Blog • AI Infrastructure
By Cemhan Biricik — Founder of ZSky AI
I run 7x NVIDIA RTX 5090 GPUs for ZSky AI inference. This was not my first GPU setup — I have been through multiple generations of hardware. Here is what I would buy today if starting from scratch, based on real-world inference workloads, not synthetic benchmarks.
VRAM is the single most important specification for AI inference. Not CUDA cores, not clock speed — VRAM. Modern image generation models require 12-32GB of VRAM depending on resolution and batch size. Buy the most VRAM you can afford. You will always wish you had more.
For bootstrapped founders, consumer GPUs offer dramatically better price-to-performance than data center cards. An RTX 5090 with 32GB VRAM costs a fraction of an A100 with 80GB VRAM, and for single-image inference workloads, the performance difference does not justify the price gap.
7x RTX 5090 cards running in a custom-built cluster. Each card handles inference independently, allowing parallel processing of multiple user requests. The cooling infrastructure is as important as the GPUs themselves — thermal throttling destroys inference performance.

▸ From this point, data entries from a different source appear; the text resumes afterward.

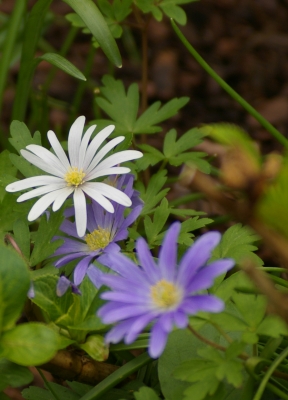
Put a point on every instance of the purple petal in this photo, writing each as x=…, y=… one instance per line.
x=146, y=260
x=197, y=256
x=208, y=303
x=81, y=269
x=158, y=340
x=168, y=253
x=205, y=277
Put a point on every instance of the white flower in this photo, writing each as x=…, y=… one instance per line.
x=74, y=175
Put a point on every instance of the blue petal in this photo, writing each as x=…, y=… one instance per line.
x=168, y=252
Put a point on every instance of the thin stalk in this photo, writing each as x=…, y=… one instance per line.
x=47, y=384
x=269, y=373
x=8, y=47
x=116, y=377
x=262, y=121
x=81, y=86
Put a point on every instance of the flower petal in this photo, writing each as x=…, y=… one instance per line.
x=95, y=195
x=60, y=153
x=168, y=253
x=117, y=158
x=80, y=211
x=35, y=160
x=102, y=153
x=96, y=143
x=40, y=191
x=46, y=156
x=197, y=256
x=27, y=183
x=40, y=206
x=74, y=140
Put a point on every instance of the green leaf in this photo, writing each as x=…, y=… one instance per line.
x=238, y=243
x=13, y=375
x=29, y=344
x=46, y=298
x=96, y=347
x=14, y=285
x=21, y=136
x=146, y=393
x=48, y=227
x=123, y=108
x=95, y=22
x=22, y=236
x=153, y=194
x=63, y=64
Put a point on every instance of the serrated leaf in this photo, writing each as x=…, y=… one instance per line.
x=43, y=246
x=60, y=62
x=238, y=243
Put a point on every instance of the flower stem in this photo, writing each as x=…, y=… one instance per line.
x=262, y=121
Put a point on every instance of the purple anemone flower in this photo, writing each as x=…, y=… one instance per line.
x=162, y=294
x=104, y=230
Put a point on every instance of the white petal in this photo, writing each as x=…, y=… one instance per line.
x=80, y=212
x=40, y=163
x=110, y=192
x=74, y=140
x=117, y=158
x=27, y=183
x=62, y=196
x=98, y=197
x=84, y=144
x=46, y=156
x=97, y=172
x=58, y=149
x=41, y=205
x=102, y=153
x=96, y=143
x=40, y=191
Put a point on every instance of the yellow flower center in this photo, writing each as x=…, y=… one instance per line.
x=98, y=239
x=74, y=177
x=165, y=294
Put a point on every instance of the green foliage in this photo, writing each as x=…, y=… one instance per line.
x=123, y=108
x=13, y=375
x=43, y=247
x=14, y=285
x=175, y=152
x=60, y=62
x=238, y=243
x=95, y=22
x=169, y=7
x=272, y=206
x=146, y=393
x=29, y=344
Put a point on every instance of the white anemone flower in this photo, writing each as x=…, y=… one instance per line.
x=74, y=174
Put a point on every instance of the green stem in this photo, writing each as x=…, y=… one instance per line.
x=269, y=373
x=116, y=377
x=8, y=47
x=262, y=121
x=47, y=384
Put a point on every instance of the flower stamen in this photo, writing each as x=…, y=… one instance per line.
x=98, y=239
x=74, y=177
x=165, y=294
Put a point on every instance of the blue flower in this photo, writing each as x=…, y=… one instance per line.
x=162, y=294
x=104, y=230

A single RTX 5090 draws 450W under load. Seven of them draw over 3,000W just for GPUs. Add CPU, RAM, storage, and cooling, and you need serious electrical infrastructure. This is not optional — it is the hidden cost that most GPU buying guides ignore. I detail my power management approach separately.

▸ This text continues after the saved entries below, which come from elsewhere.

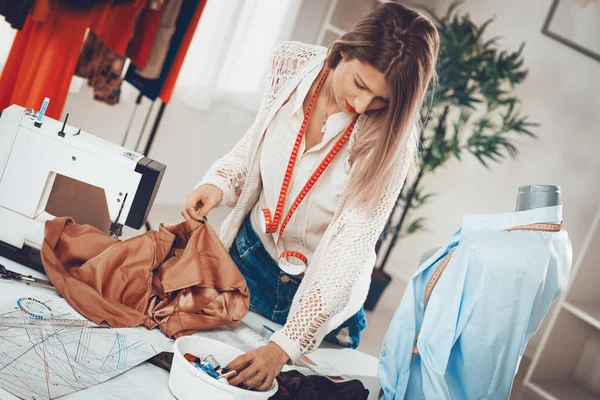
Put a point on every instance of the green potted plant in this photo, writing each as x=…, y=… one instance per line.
x=474, y=109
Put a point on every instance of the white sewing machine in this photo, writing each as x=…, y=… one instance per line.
x=42, y=164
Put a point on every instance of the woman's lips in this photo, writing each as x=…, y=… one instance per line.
x=350, y=108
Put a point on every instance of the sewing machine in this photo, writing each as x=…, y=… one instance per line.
x=49, y=169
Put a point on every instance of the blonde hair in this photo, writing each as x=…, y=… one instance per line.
x=403, y=45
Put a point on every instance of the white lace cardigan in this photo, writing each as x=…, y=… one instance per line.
x=337, y=280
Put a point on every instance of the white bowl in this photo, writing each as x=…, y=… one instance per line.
x=187, y=382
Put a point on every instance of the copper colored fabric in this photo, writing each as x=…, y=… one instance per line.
x=180, y=277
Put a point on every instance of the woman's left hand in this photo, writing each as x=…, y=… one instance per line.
x=258, y=368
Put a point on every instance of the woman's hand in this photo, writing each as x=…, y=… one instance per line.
x=200, y=201
x=258, y=368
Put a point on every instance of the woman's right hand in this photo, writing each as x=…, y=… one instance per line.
x=200, y=201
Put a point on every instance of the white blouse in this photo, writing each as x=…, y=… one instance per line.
x=310, y=220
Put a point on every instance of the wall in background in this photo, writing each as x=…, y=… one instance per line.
x=562, y=94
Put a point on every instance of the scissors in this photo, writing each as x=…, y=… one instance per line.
x=26, y=279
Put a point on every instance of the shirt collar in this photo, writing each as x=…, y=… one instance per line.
x=304, y=85
x=498, y=222
x=335, y=122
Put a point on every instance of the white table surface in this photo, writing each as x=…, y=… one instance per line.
x=147, y=381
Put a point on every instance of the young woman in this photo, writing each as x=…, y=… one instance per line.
x=315, y=178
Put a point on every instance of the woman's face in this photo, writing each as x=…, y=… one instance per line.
x=359, y=87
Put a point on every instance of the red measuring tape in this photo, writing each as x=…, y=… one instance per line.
x=272, y=222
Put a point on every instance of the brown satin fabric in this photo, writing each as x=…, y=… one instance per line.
x=179, y=278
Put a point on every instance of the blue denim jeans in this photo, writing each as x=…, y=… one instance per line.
x=272, y=290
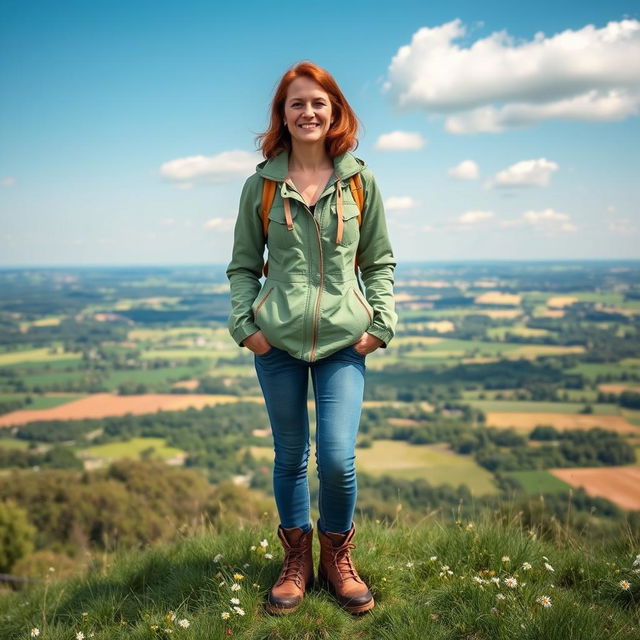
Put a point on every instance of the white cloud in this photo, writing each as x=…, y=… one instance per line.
x=399, y=203
x=547, y=220
x=222, y=167
x=466, y=170
x=526, y=173
x=400, y=141
x=623, y=226
x=498, y=83
x=220, y=224
x=473, y=217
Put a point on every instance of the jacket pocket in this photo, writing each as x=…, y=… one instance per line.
x=351, y=228
x=367, y=307
x=279, y=235
x=259, y=301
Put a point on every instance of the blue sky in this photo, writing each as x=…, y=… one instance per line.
x=128, y=128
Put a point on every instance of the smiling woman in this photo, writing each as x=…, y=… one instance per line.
x=310, y=315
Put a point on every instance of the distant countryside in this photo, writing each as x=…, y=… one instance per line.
x=509, y=383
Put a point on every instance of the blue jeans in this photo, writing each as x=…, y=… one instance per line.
x=338, y=385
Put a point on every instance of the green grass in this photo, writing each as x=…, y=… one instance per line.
x=125, y=596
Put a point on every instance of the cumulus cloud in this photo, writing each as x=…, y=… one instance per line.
x=400, y=141
x=547, y=220
x=220, y=224
x=222, y=167
x=466, y=170
x=526, y=173
x=473, y=217
x=399, y=203
x=499, y=83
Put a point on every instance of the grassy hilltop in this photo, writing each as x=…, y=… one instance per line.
x=489, y=578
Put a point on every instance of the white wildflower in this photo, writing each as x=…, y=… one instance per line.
x=545, y=601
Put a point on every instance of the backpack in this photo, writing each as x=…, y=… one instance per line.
x=269, y=194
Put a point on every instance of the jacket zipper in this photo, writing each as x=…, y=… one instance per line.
x=255, y=315
x=362, y=303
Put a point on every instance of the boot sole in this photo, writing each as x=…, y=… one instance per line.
x=275, y=609
x=359, y=609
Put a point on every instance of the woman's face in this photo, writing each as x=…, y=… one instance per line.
x=307, y=111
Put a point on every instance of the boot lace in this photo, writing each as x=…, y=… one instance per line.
x=342, y=561
x=292, y=567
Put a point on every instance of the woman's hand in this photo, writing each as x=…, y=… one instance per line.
x=367, y=343
x=257, y=343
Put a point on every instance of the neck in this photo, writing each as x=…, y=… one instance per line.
x=305, y=158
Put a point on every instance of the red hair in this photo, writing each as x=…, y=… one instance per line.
x=341, y=136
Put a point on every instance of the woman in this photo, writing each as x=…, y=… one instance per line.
x=310, y=315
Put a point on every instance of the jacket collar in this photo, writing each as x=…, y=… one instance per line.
x=345, y=165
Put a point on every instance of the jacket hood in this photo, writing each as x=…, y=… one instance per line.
x=345, y=165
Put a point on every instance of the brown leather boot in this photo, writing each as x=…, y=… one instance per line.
x=337, y=574
x=296, y=574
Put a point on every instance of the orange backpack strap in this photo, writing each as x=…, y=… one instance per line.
x=355, y=183
x=268, y=195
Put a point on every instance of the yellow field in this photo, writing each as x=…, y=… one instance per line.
x=525, y=422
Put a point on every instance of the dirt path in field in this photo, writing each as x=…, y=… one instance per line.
x=621, y=485
x=524, y=421
x=101, y=405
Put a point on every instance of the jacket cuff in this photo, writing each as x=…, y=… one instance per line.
x=243, y=332
x=384, y=334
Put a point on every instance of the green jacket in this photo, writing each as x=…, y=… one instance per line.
x=311, y=304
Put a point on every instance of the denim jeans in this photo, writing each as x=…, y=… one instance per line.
x=338, y=385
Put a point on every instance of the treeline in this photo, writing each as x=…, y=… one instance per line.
x=128, y=505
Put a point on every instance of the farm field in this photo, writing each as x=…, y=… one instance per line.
x=435, y=463
x=525, y=422
x=101, y=405
x=131, y=449
x=621, y=485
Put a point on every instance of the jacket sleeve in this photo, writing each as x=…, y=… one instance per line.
x=245, y=269
x=377, y=262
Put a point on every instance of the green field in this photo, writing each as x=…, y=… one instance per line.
x=538, y=481
x=543, y=407
x=435, y=463
x=130, y=449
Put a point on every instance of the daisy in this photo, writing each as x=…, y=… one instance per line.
x=545, y=601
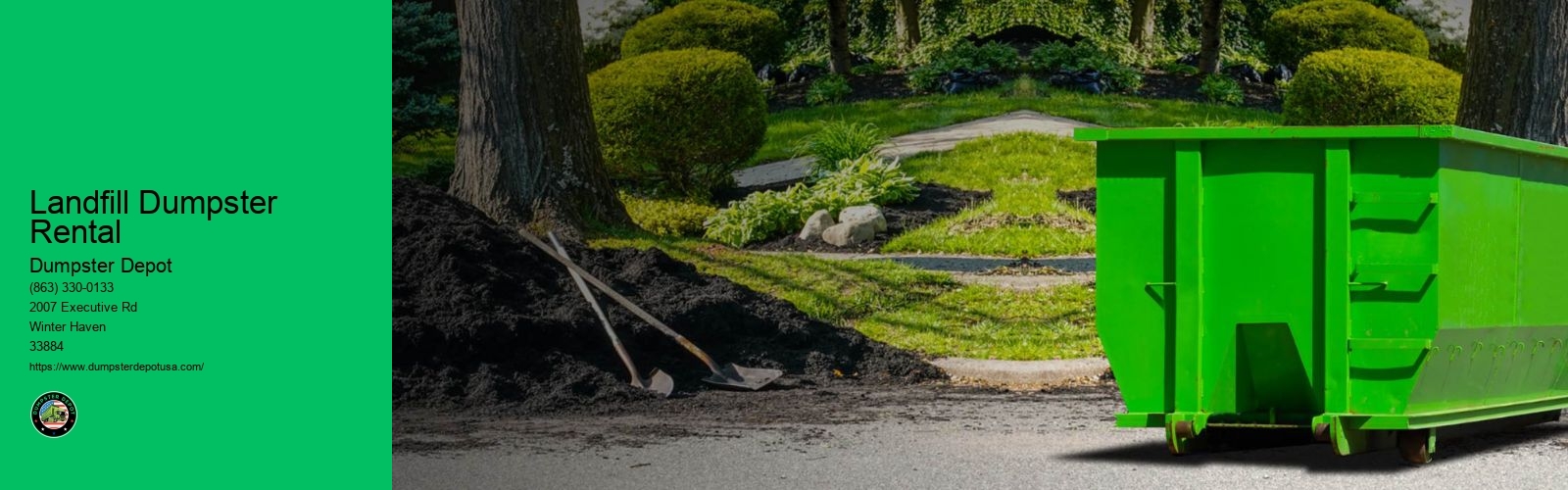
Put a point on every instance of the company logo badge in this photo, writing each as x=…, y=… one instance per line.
x=54, y=414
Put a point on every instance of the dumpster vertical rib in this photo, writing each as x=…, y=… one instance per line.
x=1337, y=276
x=1189, y=275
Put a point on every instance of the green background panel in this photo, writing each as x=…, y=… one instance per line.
x=290, y=312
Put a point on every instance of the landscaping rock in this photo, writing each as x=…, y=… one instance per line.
x=864, y=214
x=846, y=234
x=960, y=80
x=807, y=73
x=1244, y=73
x=1277, y=74
x=770, y=73
x=815, y=223
x=1087, y=78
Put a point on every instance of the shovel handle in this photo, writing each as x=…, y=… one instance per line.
x=598, y=310
x=619, y=299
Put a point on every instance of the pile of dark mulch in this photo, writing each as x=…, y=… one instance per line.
x=483, y=320
x=888, y=85
x=935, y=201
x=1165, y=85
x=1084, y=198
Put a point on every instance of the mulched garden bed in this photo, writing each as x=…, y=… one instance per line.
x=485, y=322
x=888, y=85
x=1164, y=85
x=935, y=201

Buying underpowered GPUs and upgrading later is more expensive than buying the right hardware upfront. GPU depreciation is steep, and the resale market for used AI hardware is unpredictable. Invest in hardware that will serve your needs for at least 18-24 months.
7x NVIDIA RTX 5090 with 32GB VRAM each, chosen for superior price-to-performance in inference workloads.
RTX 5090 is the sweet spot. RTX 4090 for budget. Avoid under 16GB VRAM for production.
Buy for long-term operations — eliminates recurring cloud costs. Rent for experimentation.